Besonderheit bei kleinen Rassen: Frenchie-Welpen haben einen höheren Grundumsatz pro Kilogramm Körpergewicht als große Rassen. Sie brauchen nährstoffdichtes Futter in kleinen Portionen. Ein Welpenfutter für große Rassen ist nicht geeignet, der Mineralstoffgehalt und die Energiedichte passen nicht zu einem kleinen Frenchie.

Worauf beim Welpenfutter achten?

Das gehört in einen guten Welpen-Napf

  • Eine einzige tierische Proteinquelle (Mono-Protein), klar benannt
  • Klar benannte tierische Rohstoffe mit offener Deklaration (z.B. "Kaninchen, Muskelfleisch und Innereien" statt "Fleisch und tierische Nebenerzeugnisse")
  • Natürliche Omega-3-Quellen für Haut und Fell
  • Getreidefrei, ohne Weizen und Mais
  • Keine künstlichen Farb-, Aroma- und Konservierungsstoffe
  • Weiche, fein strukturierte Konsistenz, passend zur kurzen Schnauze

Genau diese Punkte erfüllt rohes BARF von Natur aus. Bei einem fertigen Mix aus einer Proteinquelle musst Du nichts selbst zusammenstellen, die Rezeptur ist bereits ausbalanciert.

Das hat im Welpen-Napf nichts verloren

  • Weizen und Mais (häufige Auslöser bei empfindlichen Hunden)
  • Künstliche Farb- und Konservierungsstoffe
  • Zucker oder Karamell
  • Unspezifische Angaben wie "tierische Nebenerzeugnisse" ohne genaue Deklaration
  • Soja (blähend, oft schlecht verträglich bei Frenchies)
  • Kuhmilch (die meisten Frenchie-Welpen sind laktoseintolerant)
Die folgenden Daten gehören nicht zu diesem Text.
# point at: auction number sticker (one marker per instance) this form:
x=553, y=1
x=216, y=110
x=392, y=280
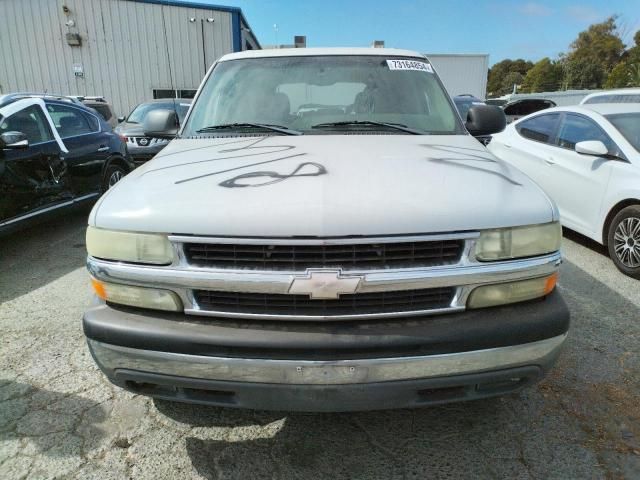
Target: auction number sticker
x=409, y=65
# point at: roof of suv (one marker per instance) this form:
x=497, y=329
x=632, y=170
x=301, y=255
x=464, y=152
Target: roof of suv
x=310, y=52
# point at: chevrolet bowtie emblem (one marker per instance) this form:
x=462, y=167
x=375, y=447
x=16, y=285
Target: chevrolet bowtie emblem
x=324, y=284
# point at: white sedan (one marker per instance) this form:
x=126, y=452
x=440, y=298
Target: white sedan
x=587, y=158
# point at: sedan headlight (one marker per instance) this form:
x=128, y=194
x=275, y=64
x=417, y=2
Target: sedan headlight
x=518, y=242
x=512, y=292
x=137, y=296
x=129, y=247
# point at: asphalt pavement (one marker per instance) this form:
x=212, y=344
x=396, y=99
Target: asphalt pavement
x=59, y=417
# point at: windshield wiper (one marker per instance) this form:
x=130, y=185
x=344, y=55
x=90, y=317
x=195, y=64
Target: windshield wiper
x=395, y=126
x=264, y=126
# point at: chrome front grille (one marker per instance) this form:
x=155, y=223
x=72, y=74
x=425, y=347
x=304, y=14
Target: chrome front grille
x=252, y=277
x=365, y=256
x=347, y=305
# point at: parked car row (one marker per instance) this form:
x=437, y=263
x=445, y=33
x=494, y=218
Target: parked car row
x=58, y=152
x=587, y=158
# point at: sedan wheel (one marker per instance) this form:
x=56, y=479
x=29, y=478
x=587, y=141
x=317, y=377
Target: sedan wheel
x=624, y=241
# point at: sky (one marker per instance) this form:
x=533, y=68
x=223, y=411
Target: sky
x=503, y=29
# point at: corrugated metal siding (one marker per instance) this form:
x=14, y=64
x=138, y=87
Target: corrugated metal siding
x=462, y=73
x=128, y=48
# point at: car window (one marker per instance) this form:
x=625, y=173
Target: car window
x=576, y=128
x=140, y=112
x=181, y=109
x=540, y=128
x=526, y=107
x=94, y=124
x=614, y=98
x=103, y=110
x=305, y=91
x=69, y=121
x=628, y=124
x=31, y=121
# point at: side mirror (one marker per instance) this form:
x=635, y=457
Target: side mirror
x=485, y=120
x=161, y=124
x=592, y=147
x=13, y=141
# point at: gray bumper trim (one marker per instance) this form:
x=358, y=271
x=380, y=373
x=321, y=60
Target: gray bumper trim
x=112, y=358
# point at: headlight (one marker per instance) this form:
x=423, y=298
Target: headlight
x=517, y=242
x=137, y=296
x=129, y=247
x=512, y=292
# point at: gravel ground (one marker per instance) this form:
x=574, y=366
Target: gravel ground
x=59, y=418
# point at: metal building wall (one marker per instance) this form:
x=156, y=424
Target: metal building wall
x=462, y=73
x=128, y=48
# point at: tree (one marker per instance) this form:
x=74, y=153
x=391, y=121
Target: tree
x=634, y=75
x=619, y=76
x=593, y=55
x=504, y=74
x=545, y=75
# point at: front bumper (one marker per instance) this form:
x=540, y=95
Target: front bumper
x=337, y=366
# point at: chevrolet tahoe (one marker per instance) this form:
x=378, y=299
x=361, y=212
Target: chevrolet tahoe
x=324, y=233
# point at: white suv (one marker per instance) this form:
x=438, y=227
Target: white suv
x=325, y=234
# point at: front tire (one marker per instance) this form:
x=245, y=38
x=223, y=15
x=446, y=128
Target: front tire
x=113, y=175
x=623, y=241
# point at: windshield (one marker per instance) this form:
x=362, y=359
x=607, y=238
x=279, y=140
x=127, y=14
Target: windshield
x=628, y=124
x=465, y=103
x=140, y=112
x=303, y=92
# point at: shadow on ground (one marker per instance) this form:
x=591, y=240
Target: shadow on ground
x=580, y=422
x=56, y=424
x=35, y=256
x=585, y=241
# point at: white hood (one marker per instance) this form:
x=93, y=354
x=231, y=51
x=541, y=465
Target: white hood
x=322, y=186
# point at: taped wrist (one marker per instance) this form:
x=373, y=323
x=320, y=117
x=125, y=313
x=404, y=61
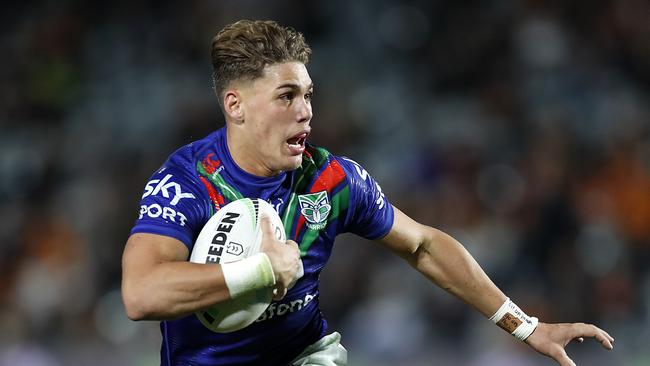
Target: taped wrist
x=514, y=321
x=248, y=274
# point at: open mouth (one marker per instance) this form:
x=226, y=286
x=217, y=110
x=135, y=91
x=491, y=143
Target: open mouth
x=298, y=141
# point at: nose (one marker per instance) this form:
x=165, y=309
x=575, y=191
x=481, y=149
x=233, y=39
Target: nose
x=304, y=111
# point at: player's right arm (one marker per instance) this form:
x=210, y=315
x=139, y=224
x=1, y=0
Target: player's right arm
x=159, y=283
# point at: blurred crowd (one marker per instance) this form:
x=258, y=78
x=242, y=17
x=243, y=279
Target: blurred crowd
x=522, y=128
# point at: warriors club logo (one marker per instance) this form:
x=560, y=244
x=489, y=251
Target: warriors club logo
x=315, y=207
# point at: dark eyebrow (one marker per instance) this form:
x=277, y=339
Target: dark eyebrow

BARF beim Frenchie-Welpen richtig füttern

Selbst zusammengestelltes BARF ist im Welpenalter besonders anspruchsvoll: Die Nährstoffbalance muss exakt zum Wachstum passen, Fehler bei Calcium oder Protein wirken sich bei jungen Hunden stark aus. Genau diese Fehlerquellen nehmen wir Dir ab. Unsere fertigen BARF-Mixe kombinieren Muskelfleisch, Innereien und Gemüse ausgewogen, gewolft und aus einer Proteinquelle. Trotzdem gilt: Die Welpen-Ration vor dem Start ärztlich prüfen lassen.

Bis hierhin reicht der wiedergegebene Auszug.